Dire que raster-noton évolue est un euphémisme. Certes le label a toujours été incroyablement intéressant en raison de la pertinence de ses sorties expérimentales depuis sa création, mais la structure semble petit à petit s’ouvrir à de nouvelles idées : pensez donc, même le patron du label et scientifique du son Alva Noto sortait cette année avec Xerrox Vol. 3 un album très personnel et marqué par son enfance. Et pour chaque abcès glitch de Frank Bretschneider, la structure allemande sort aujourd’hui un Dasha Rush. Les afficionados parleront de trahison, mais laissons les regretter des albums parfois à la limite de l’incompréhensible et saluons plutôt un label toujours à la pointe de l’innovation, et qui redéfinit à chaque sortie une partie de la scène électronique, ce nouveau Kangding Ray en étant une parfaite illustration.
Oubliez la noirceur de Solens Arc, la puissance de OR ou les voix de Autumn Fold, chaque album du producteur semble n’avoir aucun rapport avec les autres, David Letellier donnant l’impression de toujours repartir d’une page blanche, comme pour mieux explorer sa musique. Et si l’annonce de l’album pouvait laisser présager les pires saillies pseudo-cinématographiques tant il est difficile de créer une narration dans les musiques électroniques, il n’en est absolument rien : Cory Arcane n’est pas tant l’histoire d’un individu qu’une allégorie de la musique du producteur.

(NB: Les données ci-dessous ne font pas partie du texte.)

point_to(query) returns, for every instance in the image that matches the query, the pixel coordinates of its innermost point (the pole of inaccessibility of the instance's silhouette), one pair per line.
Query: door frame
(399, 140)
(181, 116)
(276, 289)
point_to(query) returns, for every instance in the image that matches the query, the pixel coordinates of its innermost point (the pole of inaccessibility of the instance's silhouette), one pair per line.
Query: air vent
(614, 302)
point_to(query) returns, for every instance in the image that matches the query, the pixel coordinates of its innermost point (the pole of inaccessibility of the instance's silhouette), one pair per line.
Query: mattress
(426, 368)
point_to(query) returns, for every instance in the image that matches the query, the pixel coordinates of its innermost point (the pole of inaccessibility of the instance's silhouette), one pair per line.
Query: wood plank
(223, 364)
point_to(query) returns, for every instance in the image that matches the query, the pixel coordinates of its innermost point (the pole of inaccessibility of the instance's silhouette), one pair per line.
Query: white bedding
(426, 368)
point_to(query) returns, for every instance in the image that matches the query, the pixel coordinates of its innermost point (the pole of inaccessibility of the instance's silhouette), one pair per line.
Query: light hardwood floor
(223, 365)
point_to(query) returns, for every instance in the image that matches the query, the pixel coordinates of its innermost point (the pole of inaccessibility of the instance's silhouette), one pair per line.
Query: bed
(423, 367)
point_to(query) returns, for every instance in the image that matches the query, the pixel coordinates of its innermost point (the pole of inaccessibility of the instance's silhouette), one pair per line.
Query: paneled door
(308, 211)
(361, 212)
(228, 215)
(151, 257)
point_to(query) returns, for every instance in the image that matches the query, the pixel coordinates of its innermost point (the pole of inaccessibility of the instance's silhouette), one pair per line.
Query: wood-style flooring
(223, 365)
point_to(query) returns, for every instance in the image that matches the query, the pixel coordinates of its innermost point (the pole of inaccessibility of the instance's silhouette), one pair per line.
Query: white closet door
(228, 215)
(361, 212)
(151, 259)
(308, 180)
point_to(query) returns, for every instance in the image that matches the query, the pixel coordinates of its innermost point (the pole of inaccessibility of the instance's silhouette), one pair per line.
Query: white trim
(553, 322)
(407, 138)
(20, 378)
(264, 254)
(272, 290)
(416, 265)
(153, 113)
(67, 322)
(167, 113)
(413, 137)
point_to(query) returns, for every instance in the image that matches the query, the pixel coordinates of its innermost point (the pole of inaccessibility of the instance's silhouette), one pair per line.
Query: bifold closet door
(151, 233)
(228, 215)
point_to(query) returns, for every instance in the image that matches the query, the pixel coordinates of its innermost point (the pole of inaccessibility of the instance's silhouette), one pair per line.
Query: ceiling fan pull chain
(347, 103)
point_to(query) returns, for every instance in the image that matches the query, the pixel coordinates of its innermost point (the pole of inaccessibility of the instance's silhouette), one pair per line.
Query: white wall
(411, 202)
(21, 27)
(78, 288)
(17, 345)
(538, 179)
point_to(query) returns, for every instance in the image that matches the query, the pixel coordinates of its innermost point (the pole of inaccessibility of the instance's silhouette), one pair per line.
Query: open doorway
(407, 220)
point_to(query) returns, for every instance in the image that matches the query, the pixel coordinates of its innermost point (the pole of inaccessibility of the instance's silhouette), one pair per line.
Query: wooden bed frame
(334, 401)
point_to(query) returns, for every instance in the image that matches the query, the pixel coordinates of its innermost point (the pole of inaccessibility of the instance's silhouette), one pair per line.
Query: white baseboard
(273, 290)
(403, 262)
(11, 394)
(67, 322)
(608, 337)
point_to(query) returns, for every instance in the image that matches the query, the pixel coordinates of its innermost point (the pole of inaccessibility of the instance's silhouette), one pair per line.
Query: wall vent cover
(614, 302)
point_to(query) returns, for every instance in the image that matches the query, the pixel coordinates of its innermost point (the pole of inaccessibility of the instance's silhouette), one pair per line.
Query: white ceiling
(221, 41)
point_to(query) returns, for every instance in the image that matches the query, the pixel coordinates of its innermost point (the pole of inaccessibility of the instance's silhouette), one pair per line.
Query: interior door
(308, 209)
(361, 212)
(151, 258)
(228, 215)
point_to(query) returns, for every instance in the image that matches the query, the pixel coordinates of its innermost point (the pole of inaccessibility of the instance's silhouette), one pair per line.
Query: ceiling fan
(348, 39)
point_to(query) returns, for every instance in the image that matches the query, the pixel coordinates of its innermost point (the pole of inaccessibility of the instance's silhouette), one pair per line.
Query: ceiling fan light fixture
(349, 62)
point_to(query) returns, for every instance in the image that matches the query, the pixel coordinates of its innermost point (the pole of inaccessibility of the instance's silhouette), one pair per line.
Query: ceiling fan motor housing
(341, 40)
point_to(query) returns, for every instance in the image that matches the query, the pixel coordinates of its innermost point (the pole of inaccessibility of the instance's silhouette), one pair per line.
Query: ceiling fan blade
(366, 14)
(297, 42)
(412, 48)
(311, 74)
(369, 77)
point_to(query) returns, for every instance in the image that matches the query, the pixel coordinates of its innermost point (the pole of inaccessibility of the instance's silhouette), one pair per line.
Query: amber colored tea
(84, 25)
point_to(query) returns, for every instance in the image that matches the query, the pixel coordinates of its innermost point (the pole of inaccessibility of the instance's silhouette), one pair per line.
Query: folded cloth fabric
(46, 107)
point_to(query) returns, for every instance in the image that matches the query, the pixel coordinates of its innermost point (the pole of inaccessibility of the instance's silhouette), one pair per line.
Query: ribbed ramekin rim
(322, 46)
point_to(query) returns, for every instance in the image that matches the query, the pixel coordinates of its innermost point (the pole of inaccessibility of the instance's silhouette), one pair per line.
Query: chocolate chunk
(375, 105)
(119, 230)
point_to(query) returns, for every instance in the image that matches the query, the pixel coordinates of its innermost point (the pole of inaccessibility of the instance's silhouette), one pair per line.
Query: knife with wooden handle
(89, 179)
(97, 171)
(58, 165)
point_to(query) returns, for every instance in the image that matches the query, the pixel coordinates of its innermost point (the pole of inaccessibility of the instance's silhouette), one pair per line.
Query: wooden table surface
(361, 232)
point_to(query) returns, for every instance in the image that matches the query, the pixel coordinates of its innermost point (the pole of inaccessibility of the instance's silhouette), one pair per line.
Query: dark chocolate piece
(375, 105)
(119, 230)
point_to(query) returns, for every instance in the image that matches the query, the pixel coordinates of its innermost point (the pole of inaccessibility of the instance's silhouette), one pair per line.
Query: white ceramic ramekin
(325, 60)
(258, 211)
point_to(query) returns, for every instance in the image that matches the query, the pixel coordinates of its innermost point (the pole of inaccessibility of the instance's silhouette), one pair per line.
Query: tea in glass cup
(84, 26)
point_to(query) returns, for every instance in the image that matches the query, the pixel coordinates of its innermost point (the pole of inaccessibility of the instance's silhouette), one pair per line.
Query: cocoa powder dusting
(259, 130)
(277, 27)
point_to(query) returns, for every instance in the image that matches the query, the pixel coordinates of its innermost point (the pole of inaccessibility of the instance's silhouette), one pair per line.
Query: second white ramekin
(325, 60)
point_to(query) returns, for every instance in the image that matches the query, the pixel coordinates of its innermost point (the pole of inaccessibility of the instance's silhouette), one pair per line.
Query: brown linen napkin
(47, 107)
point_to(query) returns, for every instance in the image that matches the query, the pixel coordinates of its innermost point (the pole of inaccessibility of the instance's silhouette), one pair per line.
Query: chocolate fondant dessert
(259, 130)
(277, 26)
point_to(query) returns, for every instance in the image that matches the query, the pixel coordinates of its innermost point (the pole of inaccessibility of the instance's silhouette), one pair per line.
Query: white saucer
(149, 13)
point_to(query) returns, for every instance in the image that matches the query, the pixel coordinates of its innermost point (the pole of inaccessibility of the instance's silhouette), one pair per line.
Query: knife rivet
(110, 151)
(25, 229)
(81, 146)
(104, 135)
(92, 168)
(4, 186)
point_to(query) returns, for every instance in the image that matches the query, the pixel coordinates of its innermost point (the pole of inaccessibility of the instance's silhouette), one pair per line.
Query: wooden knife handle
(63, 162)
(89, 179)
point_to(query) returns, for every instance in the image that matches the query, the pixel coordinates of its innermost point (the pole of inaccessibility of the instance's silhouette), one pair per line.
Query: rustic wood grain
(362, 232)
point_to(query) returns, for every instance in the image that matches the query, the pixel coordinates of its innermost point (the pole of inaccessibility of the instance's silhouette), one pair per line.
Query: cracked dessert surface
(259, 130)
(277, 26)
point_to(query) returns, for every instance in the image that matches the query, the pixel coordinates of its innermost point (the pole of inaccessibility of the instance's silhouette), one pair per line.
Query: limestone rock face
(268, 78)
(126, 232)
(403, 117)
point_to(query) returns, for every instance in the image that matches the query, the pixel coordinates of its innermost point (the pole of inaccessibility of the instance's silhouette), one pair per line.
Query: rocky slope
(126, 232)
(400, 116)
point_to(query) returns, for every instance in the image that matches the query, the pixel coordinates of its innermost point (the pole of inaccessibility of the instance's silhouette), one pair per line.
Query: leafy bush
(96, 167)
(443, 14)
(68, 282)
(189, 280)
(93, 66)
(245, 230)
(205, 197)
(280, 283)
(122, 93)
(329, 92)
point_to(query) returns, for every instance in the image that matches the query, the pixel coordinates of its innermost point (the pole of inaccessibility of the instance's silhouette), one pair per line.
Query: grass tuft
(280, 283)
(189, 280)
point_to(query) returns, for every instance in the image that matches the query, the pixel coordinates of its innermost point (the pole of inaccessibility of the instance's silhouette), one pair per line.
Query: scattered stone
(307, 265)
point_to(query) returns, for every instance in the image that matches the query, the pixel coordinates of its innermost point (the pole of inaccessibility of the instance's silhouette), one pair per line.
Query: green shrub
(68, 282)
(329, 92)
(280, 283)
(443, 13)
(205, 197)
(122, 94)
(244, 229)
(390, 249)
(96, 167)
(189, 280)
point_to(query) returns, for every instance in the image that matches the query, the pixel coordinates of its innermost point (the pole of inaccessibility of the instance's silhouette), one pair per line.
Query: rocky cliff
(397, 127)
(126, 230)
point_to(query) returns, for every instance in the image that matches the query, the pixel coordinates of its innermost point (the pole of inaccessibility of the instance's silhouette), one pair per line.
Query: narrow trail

Car s’il on a coutume de présenter Kangding Ray comme un architecte de la musique, peut-être n’est ce finalement qu’en raison de son background dans ce milieu : s’il bâtit toujours des édifices majestueux, ceux-ci apparaissent aujourd’hui bien plus vivants que dans ses précédentes sorties, le producteur n’hésitant pas à déstructurer son son pour ainsi faire de ce Cory Arcane l’album le plus souple de sa discographie. Et alors que le sound design est incroyable de justesse (une constante depuis son premier album et surtout depuis OR) et que le producteur manie comme de coutume un layering extrêmement dense, le plus intéressant est ici la liberté au sein de chaque morceau et non pas la seule claque techno, même sur les morceaux les plus traditionnels et notamment "These Are My Rivers".

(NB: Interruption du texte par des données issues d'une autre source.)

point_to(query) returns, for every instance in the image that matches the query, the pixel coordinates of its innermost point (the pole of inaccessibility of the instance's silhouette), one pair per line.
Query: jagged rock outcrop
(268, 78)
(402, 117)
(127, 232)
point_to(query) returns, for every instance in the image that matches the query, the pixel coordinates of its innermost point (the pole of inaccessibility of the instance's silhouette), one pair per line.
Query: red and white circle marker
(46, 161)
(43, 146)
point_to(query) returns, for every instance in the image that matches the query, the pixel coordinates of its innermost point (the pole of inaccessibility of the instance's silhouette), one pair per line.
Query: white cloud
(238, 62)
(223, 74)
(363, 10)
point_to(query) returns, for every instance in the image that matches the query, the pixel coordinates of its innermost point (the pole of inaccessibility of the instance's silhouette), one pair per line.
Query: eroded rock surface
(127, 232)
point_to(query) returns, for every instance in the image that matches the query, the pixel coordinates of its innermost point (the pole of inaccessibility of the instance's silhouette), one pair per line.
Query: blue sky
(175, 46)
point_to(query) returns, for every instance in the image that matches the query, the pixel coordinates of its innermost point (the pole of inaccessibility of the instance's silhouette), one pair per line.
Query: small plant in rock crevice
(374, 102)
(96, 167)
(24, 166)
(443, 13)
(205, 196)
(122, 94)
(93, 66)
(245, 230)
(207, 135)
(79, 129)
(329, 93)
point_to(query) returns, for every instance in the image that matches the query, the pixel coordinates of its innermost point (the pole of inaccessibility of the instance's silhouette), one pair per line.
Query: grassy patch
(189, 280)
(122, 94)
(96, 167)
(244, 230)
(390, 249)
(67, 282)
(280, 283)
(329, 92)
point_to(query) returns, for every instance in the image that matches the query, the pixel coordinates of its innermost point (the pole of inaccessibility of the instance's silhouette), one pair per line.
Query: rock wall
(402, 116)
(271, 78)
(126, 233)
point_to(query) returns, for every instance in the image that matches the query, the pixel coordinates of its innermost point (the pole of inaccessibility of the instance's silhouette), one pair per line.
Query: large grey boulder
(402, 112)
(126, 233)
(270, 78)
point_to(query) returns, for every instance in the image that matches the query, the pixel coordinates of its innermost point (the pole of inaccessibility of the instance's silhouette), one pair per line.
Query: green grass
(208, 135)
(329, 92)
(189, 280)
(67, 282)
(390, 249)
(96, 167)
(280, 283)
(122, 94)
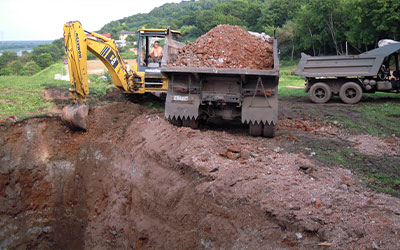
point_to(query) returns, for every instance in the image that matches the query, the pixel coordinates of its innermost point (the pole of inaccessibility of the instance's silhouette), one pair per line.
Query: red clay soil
(227, 46)
(134, 181)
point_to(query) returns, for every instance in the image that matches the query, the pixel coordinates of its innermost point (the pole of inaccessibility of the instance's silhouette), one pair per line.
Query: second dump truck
(351, 76)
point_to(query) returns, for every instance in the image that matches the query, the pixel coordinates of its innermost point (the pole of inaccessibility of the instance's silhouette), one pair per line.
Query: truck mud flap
(184, 107)
(260, 109)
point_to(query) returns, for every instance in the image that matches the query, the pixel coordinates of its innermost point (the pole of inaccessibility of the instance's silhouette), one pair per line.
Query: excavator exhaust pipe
(76, 116)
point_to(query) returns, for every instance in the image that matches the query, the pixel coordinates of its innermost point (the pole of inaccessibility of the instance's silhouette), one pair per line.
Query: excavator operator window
(150, 49)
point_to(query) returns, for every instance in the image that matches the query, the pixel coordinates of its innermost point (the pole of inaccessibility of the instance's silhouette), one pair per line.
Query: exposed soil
(227, 46)
(136, 181)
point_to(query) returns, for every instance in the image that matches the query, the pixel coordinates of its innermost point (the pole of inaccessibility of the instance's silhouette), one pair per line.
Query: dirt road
(134, 181)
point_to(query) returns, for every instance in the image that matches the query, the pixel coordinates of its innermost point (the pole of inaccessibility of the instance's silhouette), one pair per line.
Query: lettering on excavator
(112, 59)
(78, 45)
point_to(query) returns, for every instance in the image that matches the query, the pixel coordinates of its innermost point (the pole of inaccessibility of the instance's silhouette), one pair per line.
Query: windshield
(151, 50)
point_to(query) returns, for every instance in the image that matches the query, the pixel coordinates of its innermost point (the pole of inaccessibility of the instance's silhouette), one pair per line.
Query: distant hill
(183, 16)
(21, 45)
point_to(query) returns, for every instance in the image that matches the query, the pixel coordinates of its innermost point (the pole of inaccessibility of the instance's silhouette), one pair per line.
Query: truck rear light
(180, 89)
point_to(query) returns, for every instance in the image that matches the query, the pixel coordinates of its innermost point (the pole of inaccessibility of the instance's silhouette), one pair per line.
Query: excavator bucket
(76, 116)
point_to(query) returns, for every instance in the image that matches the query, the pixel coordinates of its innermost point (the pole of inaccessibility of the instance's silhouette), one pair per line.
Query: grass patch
(377, 119)
(288, 79)
(23, 96)
(381, 173)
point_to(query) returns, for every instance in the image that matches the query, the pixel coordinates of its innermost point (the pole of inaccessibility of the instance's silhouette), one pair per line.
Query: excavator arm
(77, 43)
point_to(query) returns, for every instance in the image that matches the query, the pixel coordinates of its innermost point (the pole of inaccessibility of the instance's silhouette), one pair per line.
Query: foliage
(319, 27)
(41, 57)
(30, 68)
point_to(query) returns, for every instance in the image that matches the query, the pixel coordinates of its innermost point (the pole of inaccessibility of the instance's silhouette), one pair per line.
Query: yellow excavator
(143, 77)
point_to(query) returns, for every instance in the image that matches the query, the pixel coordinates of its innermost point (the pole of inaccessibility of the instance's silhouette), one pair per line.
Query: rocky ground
(134, 181)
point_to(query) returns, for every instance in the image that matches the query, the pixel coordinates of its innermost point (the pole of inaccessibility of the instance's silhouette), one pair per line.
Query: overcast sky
(44, 19)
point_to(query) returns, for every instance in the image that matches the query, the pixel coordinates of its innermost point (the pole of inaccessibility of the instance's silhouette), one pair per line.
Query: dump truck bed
(365, 64)
(224, 71)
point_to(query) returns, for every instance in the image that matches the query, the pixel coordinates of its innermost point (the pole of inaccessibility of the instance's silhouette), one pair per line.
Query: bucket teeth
(76, 116)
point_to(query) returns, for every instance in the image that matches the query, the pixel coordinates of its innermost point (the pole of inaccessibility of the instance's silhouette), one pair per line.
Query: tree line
(317, 27)
(40, 58)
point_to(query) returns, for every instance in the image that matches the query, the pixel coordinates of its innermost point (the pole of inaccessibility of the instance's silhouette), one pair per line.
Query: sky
(44, 19)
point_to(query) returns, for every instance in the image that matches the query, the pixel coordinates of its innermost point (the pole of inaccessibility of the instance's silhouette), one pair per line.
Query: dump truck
(196, 95)
(352, 75)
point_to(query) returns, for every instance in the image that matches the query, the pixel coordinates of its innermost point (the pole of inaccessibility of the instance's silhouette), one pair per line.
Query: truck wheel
(350, 93)
(255, 129)
(269, 130)
(320, 92)
(175, 121)
(191, 123)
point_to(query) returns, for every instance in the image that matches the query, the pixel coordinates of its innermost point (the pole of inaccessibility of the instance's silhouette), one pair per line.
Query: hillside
(317, 27)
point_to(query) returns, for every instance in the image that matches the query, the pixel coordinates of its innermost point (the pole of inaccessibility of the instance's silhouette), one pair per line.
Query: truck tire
(191, 123)
(320, 92)
(175, 121)
(255, 129)
(269, 130)
(350, 93)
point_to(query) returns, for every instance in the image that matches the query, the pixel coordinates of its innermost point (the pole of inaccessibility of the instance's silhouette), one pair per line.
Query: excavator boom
(145, 77)
(77, 43)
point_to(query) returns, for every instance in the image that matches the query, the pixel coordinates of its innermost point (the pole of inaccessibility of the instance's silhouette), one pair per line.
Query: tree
(372, 20)
(30, 68)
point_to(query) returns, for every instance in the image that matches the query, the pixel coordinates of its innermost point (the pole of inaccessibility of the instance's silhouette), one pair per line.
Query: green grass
(374, 118)
(288, 78)
(23, 96)
(381, 173)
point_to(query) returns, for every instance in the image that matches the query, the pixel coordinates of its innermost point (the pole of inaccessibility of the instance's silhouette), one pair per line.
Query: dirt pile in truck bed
(227, 46)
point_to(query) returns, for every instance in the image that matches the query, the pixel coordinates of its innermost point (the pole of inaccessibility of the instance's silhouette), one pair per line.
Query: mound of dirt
(134, 181)
(227, 46)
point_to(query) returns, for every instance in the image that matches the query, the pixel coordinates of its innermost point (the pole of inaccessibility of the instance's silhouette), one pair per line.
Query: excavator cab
(154, 80)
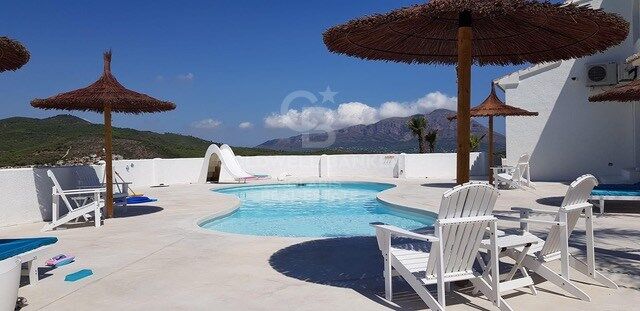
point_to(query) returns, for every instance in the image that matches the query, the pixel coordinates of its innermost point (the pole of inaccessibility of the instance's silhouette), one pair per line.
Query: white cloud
(206, 124)
(245, 125)
(353, 113)
(186, 76)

Abandonnant de plus l’aspect binaire d’un Solens Arc pourtant incroyable, KR semble nous faire évoluer au dessus des toits de la mégalopole dystopique décrite par ses soins dans le texte introductif, sautant d’une structure à l’autre et ne s’arrêtant que le temps de contempler le chemin parcouru, avec par exemple un "When We Were Queens" étonnamment évocateur. Comme l’héroïne de son album, le français brise les carcans couramment attribués à la techno après les avoir explorés sur Solens Arc, oscillant toujours entre aliénation et libération. Alors que ce dernier disque se présentait comme 4 arcs facilement identifiables, Cory Arcane n’est qu’agitation et rejets des structures. Et si nous pouvons être facilement être perdus dans ce labyrinthe de sons, avec en guise de Dédale un Kangding Ray plus moqueur et énigmatique que jamais, celui-ci semble au contraire nous perdre pour regagner notre estime à mesure qu’il redessine les contours de sa musique. « Looking out onto this fabulous chaos, she smiled » nous déclarait-il à propos de Cory Arcane, à moins qu’il ne s’agisse finalement de lui. Jamais dans la posture et la démonstration, toujours dans l’émancipation et la justesse de ton, un funambule sur le fil de sa musique.